Meanwhile, a big portion of the 450-acre Peery Park area has seen movement on a long list of developments since the city adopted a zoning code, known as a specific plan, for the district in September 2016. That plan made way for about 2.2 million square feet of net new commercial development the area.

The Peery Park district currently has more than a dozen projects somewhere in the pipeline, including developments by Simeon Commercial, Dollinger Properties, Invesco, Jay Paul Co. and JP DiNapoli Cos Inc.

Nokia’s expected consolidation

Nokia is planning to move out of a handful of buildings in Mountain View and Sunnyvale to make the leap to one of the developing projects in the district.

Currently, the company leases 56,960 square feet on five floors at 200 S. Mathilda Ave. in Sunnyvale. That location, which opened in 2010, is home to its Nokia Bell Labs, Nokia Technologies, Mobile and Fixed Networks divisions, according to the company’s website.

Nokia also leases multiple buildings in and around the Mountain View Research Park, a 16-office campus owned by Boston Properties that is sprawled across 40.57 acres near where the cities of Mountain View and Sunnyvale meet.

Recent Business Journal reporting shows the company leases, or has recently leased, approximately 175,300 square feet in four buildings at 701, 777 and 805 E. Middlefield Road and 765 Ravendale Dr., also known as 440 N. Bernardo Ave. in Mountain View.

A representative for Nokia declined to comment on the lease or real estate consolidation over email last week, noting “there is still work to be done and it’s a bit premature.”

The consolidation of the Mountain View offices found in Business Journal reporting and Nokia’s Sunnyvale location to Lane Partner’s 520 Almanor project would almost be a wash in terms of overall square footage for the company.

Mark Murray, principal for Lane Partners, last week also declined to comment on whether the building was fully leased. But he did confirm the development was newly underway.
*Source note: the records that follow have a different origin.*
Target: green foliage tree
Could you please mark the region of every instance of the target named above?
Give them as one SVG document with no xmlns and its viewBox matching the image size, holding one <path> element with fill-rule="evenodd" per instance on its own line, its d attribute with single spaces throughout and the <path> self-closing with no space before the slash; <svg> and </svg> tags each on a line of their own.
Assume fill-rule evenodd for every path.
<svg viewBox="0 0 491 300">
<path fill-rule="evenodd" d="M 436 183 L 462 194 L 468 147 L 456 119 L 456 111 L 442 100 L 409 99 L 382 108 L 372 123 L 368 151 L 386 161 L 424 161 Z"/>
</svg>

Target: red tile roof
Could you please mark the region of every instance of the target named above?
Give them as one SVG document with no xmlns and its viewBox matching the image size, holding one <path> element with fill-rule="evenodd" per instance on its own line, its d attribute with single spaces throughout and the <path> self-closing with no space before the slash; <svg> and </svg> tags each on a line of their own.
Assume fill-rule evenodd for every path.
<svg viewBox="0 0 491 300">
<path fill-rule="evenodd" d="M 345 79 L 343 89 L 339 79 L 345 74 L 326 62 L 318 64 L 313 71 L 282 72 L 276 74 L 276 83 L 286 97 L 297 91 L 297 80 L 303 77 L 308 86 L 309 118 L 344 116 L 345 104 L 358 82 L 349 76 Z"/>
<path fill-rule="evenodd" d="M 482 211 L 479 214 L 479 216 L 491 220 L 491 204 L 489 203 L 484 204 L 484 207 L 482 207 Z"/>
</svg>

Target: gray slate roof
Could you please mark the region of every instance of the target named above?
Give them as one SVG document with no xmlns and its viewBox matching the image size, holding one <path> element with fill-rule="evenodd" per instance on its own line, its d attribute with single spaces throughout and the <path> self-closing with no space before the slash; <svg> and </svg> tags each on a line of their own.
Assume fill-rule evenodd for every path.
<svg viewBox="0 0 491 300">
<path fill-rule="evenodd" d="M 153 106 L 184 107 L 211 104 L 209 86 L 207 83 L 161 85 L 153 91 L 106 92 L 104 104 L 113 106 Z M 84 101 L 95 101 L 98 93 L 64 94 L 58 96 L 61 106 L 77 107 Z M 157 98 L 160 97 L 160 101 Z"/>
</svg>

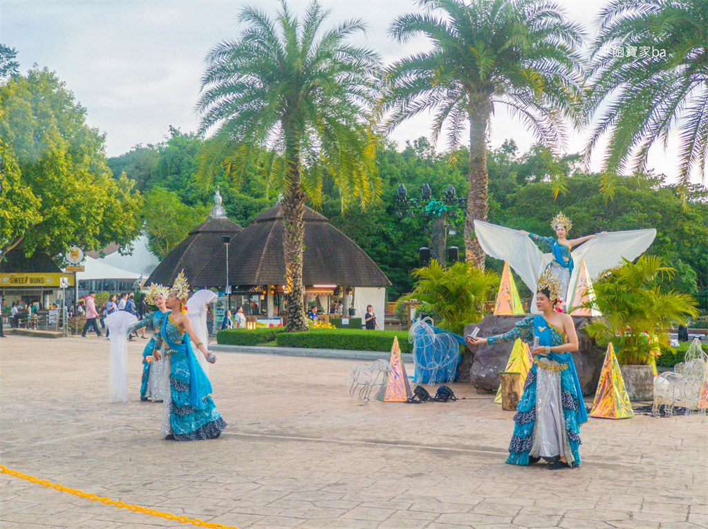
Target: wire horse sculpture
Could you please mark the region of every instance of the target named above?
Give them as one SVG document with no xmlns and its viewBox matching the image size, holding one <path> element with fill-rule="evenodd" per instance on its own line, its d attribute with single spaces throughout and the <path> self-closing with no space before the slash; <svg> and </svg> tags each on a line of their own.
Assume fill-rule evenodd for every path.
<svg viewBox="0 0 708 529">
<path fill-rule="evenodd" d="M 706 407 L 701 405 L 701 388 L 706 378 L 706 363 L 708 355 L 703 352 L 698 338 L 688 347 L 683 362 L 676 364 L 673 371 L 662 373 L 654 379 L 654 402 L 651 413 L 661 417 L 660 407 L 663 406 L 663 415 L 671 417 L 675 408 L 686 409 L 686 414 L 695 412 L 705 416 Z"/>
<path fill-rule="evenodd" d="M 391 366 L 385 360 L 377 360 L 372 365 L 366 364 L 355 364 L 352 367 L 352 385 L 349 388 L 349 395 L 353 396 L 357 390 L 359 397 L 365 403 L 369 402 L 372 391 L 375 388 L 377 390 L 386 383 Z"/>
</svg>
When finished, the building will have floorplates that span more than 50,000 square feet each. That’s an attractive draw in Silicon Valley, where employers — propelled by years of workplace studies on productivity and the benefits of chance encounters by employees — are increasingly trying to lease or build structures where more employees can work in the same building, but more preferably, the same floor.
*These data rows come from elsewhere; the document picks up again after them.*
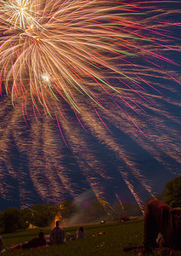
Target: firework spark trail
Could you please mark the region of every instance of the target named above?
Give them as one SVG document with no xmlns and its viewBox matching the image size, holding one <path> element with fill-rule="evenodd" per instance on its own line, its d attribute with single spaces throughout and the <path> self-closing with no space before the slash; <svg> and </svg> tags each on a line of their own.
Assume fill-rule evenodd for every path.
<svg viewBox="0 0 181 256">
<path fill-rule="evenodd" d="M 25 101 L 31 95 L 33 104 L 37 98 L 50 113 L 48 98 L 58 102 L 58 92 L 77 111 L 73 88 L 91 100 L 87 87 L 92 79 L 115 90 L 102 78 L 99 68 L 133 80 L 131 73 L 126 74 L 112 65 L 110 59 L 114 55 L 124 62 L 123 57 L 137 55 L 139 49 L 173 63 L 142 45 L 144 41 L 154 45 L 155 30 L 124 18 L 143 15 L 142 9 L 110 1 L 2 0 L 1 79 L 5 79 L 13 101 L 17 97 Z M 150 33 L 144 36 L 133 32 L 133 27 Z"/>
<path fill-rule="evenodd" d="M 120 167 L 117 172 L 139 205 L 141 206 L 142 198 L 134 188 L 133 177 L 150 194 L 154 191 L 146 174 L 139 170 L 127 150 L 112 138 L 114 131 L 109 125 L 131 137 L 171 172 L 169 163 L 162 160 L 161 154 L 177 163 L 180 162 L 178 143 L 176 143 L 178 133 L 173 129 L 170 138 L 170 131 L 167 128 L 168 119 L 177 120 L 163 111 L 161 104 L 157 103 L 164 96 L 164 89 L 170 91 L 174 89 L 165 83 L 160 84 L 156 79 L 164 78 L 165 81 L 180 84 L 179 75 L 171 70 L 168 73 L 162 67 L 168 64 L 172 68 L 174 65 L 177 67 L 177 61 L 167 53 L 179 53 L 181 50 L 179 38 L 177 41 L 174 33 L 169 31 L 170 26 L 179 27 L 180 24 L 166 22 L 167 15 L 174 13 L 174 10 L 165 11 L 160 8 L 161 3 L 166 2 L 130 4 L 127 1 L 105 0 L 44 3 L 0 0 L 0 91 L 3 92 L 5 87 L 14 106 L 18 107 L 22 101 L 20 108 L 27 124 L 32 120 L 28 112 L 31 101 L 37 122 L 43 114 L 41 108 L 48 119 L 48 115 L 55 116 L 62 140 L 69 148 L 67 150 L 72 152 L 80 169 L 84 169 L 85 163 L 88 166 L 81 174 L 82 184 L 89 183 L 98 197 L 105 195 L 99 190 L 99 184 L 104 183 L 104 180 L 111 179 L 111 173 L 104 171 L 100 160 L 87 150 L 88 143 L 82 136 L 82 131 L 75 129 L 74 122 L 71 122 L 73 125 L 68 124 L 68 114 L 62 102 L 66 102 L 71 106 L 70 109 L 73 109 L 77 125 L 95 137 L 99 143 L 105 145 L 125 166 L 125 170 Z M 180 13 L 180 10 L 177 9 L 177 12 Z M 111 101 L 110 108 L 108 99 Z M 168 99 L 165 101 L 169 102 Z M 177 104 L 178 106 L 178 103 Z M 161 121 L 158 123 L 157 117 L 150 114 L 147 118 L 150 120 L 148 125 L 143 119 L 152 112 L 156 113 Z M 11 114 L 12 120 L 8 120 L 8 130 L 3 133 L 1 139 L 2 147 L 7 152 L 10 149 L 5 145 L 6 137 L 10 141 L 10 127 L 14 125 L 14 122 L 19 124 L 19 113 L 17 116 L 14 116 L 14 112 Z M 41 132 L 37 124 L 33 125 L 31 136 L 35 140 L 29 146 L 33 152 L 32 158 L 29 160 L 29 175 L 36 190 L 43 200 L 48 200 L 49 195 L 51 200 L 59 199 L 66 193 L 74 197 L 78 195 L 79 189 L 71 172 L 67 173 L 64 158 L 56 157 L 55 151 L 59 150 L 59 147 L 55 149 L 51 147 L 54 137 L 53 128 L 46 131 L 46 125 L 51 127 L 48 121 L 44 125 L 41 125 L 45 135 L 42 152 L 47 166 L 44 167 L 40 159 L 35 156 L 38 155 L 37 145 L 42 143 L 38 139 Z M 164 132 L 161 134 L 161 131 Z M 76 134 L 73 134 L 74 131 Z M 140 135 L 144 135 L 144 138 L 139 137 Z M 14 134 L 16 136 L 20 134 Z M 167 148 L 165 146 L 166 140 Z M 20 152 L 27 154 L 24 149 L 24 140 L 20 139 L 22 146 L 17 139 L 14 141 Z M 85 155 L 82 155 L 82 148 L 79 143 L 84 148 Z M 49 159 L 49 153 L 46 152 L 47 146 L 54 152 L 54 163 Z M 18 178 L 18 172 L 14 170 L 9 157 L 4 160 L 8 166 L 8 175 L 18 180 L 20 194 L 25 201 L 24 180 L 28 179 L 28 175 L 23 170 L 21 179 Z M 95 167 L 95 163 L 101 167 Z M 37 167 L 39 167 L 40 172 Z M 90 171 L 93 169 L 95 173 Z M 59 182 L 54 180 L 54 173 Z M 61 186 L 61 191 L 59 186 Z M 8 193 L 8 188 L 9 184 L 7 189 L 3 185 L 1 189 Z M 83 185 L 82 188 L 85 189 Z M 30 189 L 30 195 L 31 191 Z"/>
</svg>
In addition to the office space, the project will come with 4,000 square feet of retail, 7,000 square feet of outdoor terrace space and a parking ratio of three spots per 1,000 square feet of commercial space.

Cushman & Wakefield’s Ken Candelaria, Steve Horton, Dave Hiebert and Kelly Yoder are the listing agents tasked with marketing the development. Representatives for Cushman & Wakefield declined to comment for this story.